My phone rang last Tuesday. I picked up. A familiar voice – flat, unhurried, completely disinterested in getting to the point – started telling me about a moth that walked into a podiatrist’s office.

It was Norm Macdonald. Or rather, it was a voice clone of Norm Macdonald running on a Mac mini in my living room, calling me over a real phone line, powered by a stack of open source tools I’d spent the last few weeks stitching together.

I interrupted him. “Norm, what’s the moth’s name?”

He paused. Then, in that deadpan way: “You know, I never asked the moth his name. That’s the tragedy of the whole thing, really. You meet a moth at a podiatrist’s office, you think you have all the time in the world, and then – well, you know how it goes.”

I laughed. Then I felt a little weird about laughing. Then I laughed again.

How it works

The whole thing is a voice agent – an AI that answers (or makes) real phone calls. Not a chatbot with a microphone. An actual phone call, over the actual phone network, with an actual cloned voice.

Here’s the stack:

  • voip.ms gives me a real phone number on the public phone network
  • baresip handles the SIP call signaling and audio
  • mlx-whisper transcribes what I say in real time (speech-to-text, running locally)
  • Grok figures out what Norm would say next (the LLM brain, via xAI’s text API)
  • Qwen3-TTS says it out loud in Norm’s voice (text-to-speech, running locally)

The speech recognition and voice synthesis both run on my Mac mini. No audio leaves my network. The only cloud call is to Grok for the text generation – and that’s just text tokens, not my voice.
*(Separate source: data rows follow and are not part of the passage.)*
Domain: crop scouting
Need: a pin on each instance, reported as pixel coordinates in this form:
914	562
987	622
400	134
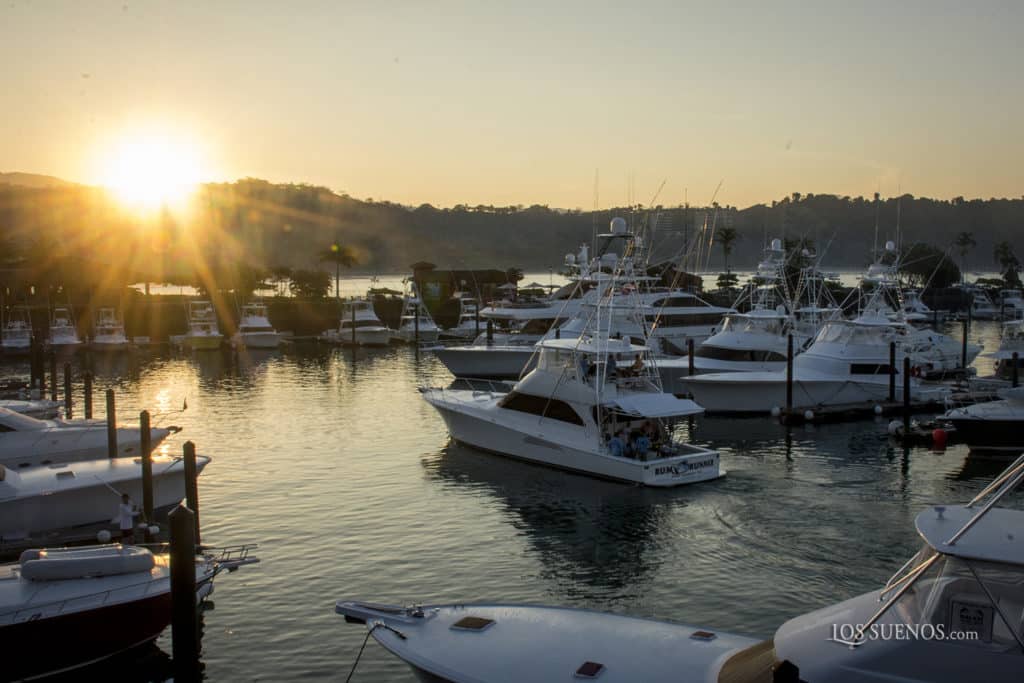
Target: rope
361	647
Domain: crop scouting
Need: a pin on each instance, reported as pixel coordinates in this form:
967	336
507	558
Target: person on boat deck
126	518
640	444
616	444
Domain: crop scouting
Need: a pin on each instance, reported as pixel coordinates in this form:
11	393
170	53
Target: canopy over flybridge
594	345
655	406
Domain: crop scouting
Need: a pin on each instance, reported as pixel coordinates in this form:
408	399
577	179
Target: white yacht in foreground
54	504
255	330
81	605
577	412
955	608
27	441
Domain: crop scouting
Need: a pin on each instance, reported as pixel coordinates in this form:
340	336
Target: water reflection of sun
150	170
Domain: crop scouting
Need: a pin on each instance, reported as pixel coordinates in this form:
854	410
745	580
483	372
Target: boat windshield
958	595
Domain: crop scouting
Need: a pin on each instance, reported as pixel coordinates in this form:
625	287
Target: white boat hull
480	431
487	361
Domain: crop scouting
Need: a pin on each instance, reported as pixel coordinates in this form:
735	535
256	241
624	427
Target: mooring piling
112	426
788	374
892	372
184	619
192	486
68	401
87	388
145	446
906	392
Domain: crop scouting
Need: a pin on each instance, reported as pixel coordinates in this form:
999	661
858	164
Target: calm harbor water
345	477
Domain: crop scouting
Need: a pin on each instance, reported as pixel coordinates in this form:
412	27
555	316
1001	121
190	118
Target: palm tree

The voice cloning is almost stupidly simple. I found a clean 10-second clip of Norm telling the moth joke, gave it to Qwen3-TTS as a reference, and told the model “this is what the voice sounds like.” That’s it. The model figures out the rest.

The conversation

The personality prompt does a lot of heavy lifting. Norm’s style is specific enough that a good LLM can nail it: dry, deadpan, low-energy delivery. Long stories that seem to go nowhere. Tangents within tangents. Self-deprecating asides. And then an absurd punchline you didn’t see coming, delivered like he’s reading a grocery list.

I asked him to tell me a joke. He committed to a three-minute setup about a guy who walks into a bar with a dog. The dog could talk, but only about economics. The bartender wasn’t impressed. The punchline was terrible. Norm would have loved it.

I said “wait, hold on” mid-sentence and he actually stopped talking and listened. That’s the barge-in feature – the agent detects when you’re actually speaking (not just background noise or echo) and shuts up. It checks between sentences, so there’s a natural pause where you can jump in. Just like talking to a real person who respects conversational turn-taking. Unlike the real Norm, who famously did not.

The scary part

Here’s the thing that sits with me: I used a 10-second audio clip and an open source model that fits in 8 gigs of RAM. No special hardware. No cloud API for the voice. Just a Mac mini and some Python.

The voice isn’t perfect – it’s recognizably synthetic if you listen for it. But on a phone call, with telephony-grade audio compressing everything to 8kHz anyway? It’s convincing. My wife walked in, heard the call on speaker, and asked “who’s that?”

Now scale that thought. If I can clone Norm Macdonald’s voice with a 10-second clip and a weekend of hacking, what happens when this gets easier? When the models get better? When someone does this with your voice, calling your mom?

The future is genuinely cool. I got a phone call from one of my favorite comedians, three years after he died, and he was funny. That’s amazing.

The future is also genuinely scary. The tools to do this are open, free, and getting better every month.

I don’t have a clean answer for that tension. I just know that pretending the technology doesn’t exist isn’t a strategy. Better to understand it, build with it, and talk honestly about what it can do.

Try it yourself

The whole thing is open source:

github.com/wembledev/voice-agent

You’ll need Ruby, Python, a voip.ms account ($1 gets you started), an xAI API key, and a Mac with Apple Silicon. The setup docs walk through everything.

Clone a voice. Have a conversation. Feel weird about it. Welcome to the future.


Built with baresip, mlx-whisper, Qwen3-TTS via mlx-audio, Grok, and voip.ms. All stitched together with Ruby and an unreasonable number of Norm Macdonald clips on YouTube.